Loss before income tax (1,321)   (437)   (2,865)
 
Income tax expense - - -
         
Loss from continuing activities (1,321)   (437)   (2,865)
 
 
Balance Sheet
Assets
Advertising Network 752 1,011 927
Internet Gaming 739 2,286 1,022
Internet Publishing 2,965   6,580   4,243
4,456   9,877   6,192
Liabilities
Advertising Network (914) (871) (1,933)
Internet Gaming (1,521) (3,344) (2,527)
Internet Publishing (232)   (261)   965
(2,667)   (4,476)   (3,495)

3. Taxation

There is no provision for UK Corporation tax due to tax losses.

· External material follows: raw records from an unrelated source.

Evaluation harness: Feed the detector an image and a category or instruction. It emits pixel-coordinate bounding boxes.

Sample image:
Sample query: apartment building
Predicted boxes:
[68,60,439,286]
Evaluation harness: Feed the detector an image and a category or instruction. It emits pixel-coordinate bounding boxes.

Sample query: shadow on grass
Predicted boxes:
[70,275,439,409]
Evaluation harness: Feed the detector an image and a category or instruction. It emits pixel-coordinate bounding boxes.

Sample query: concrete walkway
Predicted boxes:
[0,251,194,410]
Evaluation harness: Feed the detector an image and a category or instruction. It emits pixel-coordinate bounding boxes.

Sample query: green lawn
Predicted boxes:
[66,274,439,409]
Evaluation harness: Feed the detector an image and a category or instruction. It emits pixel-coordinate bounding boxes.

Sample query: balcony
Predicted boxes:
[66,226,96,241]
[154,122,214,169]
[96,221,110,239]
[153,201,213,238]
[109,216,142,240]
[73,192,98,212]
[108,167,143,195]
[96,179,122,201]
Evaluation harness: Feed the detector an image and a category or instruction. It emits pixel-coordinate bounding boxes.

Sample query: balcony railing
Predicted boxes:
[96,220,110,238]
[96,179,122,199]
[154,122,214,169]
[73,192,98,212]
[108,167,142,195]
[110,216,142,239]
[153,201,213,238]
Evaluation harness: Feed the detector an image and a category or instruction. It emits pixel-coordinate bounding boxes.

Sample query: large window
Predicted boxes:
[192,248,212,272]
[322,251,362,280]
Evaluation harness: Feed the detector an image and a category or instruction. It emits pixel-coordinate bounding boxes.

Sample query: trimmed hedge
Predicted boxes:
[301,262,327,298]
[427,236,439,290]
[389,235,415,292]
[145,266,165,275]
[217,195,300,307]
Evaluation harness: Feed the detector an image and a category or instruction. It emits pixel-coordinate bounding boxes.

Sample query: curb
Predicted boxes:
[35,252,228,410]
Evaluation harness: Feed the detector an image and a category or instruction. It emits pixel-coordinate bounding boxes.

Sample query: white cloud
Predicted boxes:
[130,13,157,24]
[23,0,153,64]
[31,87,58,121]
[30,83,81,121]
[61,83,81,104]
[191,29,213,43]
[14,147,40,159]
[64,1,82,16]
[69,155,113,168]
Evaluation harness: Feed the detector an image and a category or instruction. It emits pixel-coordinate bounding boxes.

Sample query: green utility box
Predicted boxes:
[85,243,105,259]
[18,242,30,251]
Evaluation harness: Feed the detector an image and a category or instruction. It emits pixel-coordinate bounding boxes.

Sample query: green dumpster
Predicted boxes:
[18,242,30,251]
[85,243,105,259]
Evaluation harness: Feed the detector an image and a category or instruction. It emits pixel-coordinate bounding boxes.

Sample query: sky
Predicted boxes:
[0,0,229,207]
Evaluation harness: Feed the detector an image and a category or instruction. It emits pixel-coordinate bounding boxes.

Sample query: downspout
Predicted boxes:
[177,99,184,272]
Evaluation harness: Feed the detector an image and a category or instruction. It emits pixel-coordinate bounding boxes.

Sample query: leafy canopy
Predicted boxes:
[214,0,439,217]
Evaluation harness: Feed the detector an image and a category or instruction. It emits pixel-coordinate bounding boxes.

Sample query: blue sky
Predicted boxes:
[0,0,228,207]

Deferred tax is provided in full in respect of taxation deferred by timing differences between the treatment of certain items for taxation and accounting purposes. Recognition of the deferred tax asset is limited to the extent that the company anticipates making sufficient taxable profits in the future to absorb the reversal of the underlying timing differences. The deferred tax balance has not been discounted. The Group has a deferred tax asset of £Nil (2011: £Nil).

4. Loss per share

  Six Months ended   Six Months ended   Year Ended
31 March 2012 31 March 2011 30 September 2011
(unaudited) (unaudited) (audited)
£000 £000 £000
Loss for the purpose of basic and diluted earnings per share (1,321)   (437)   (2,865)
 
Numbers
Weighted average number of ordinary shares for the purpose of basic earnings per share 356,516,039 323,445,648 323,445,648
Effective of dilutive potential ordinary shares:
Share warrants 1,900,000 3,900,000 1,900,000
         
Weighted average number of ordinary shares for the purpose of diluted earnings per share 258,416,039   327,345,648   325,345,648
 
Pence Pence Pence
Loss per share – basic (0.37p) (0.14p) (0.87p)
Loss per share – diluted (0.37p) (0.14p) (0.88p)
 

5. Dividends

The Directors do not recommend the payment of a dividend.

6. Copies of interim results

Copies of the interim results are available at the Group´s web site at www.mediacorpplc.com. Copies may also be obtained from the Group´s registered office: Media Corporation plc, No1 Poultry, London EC2R 8JR.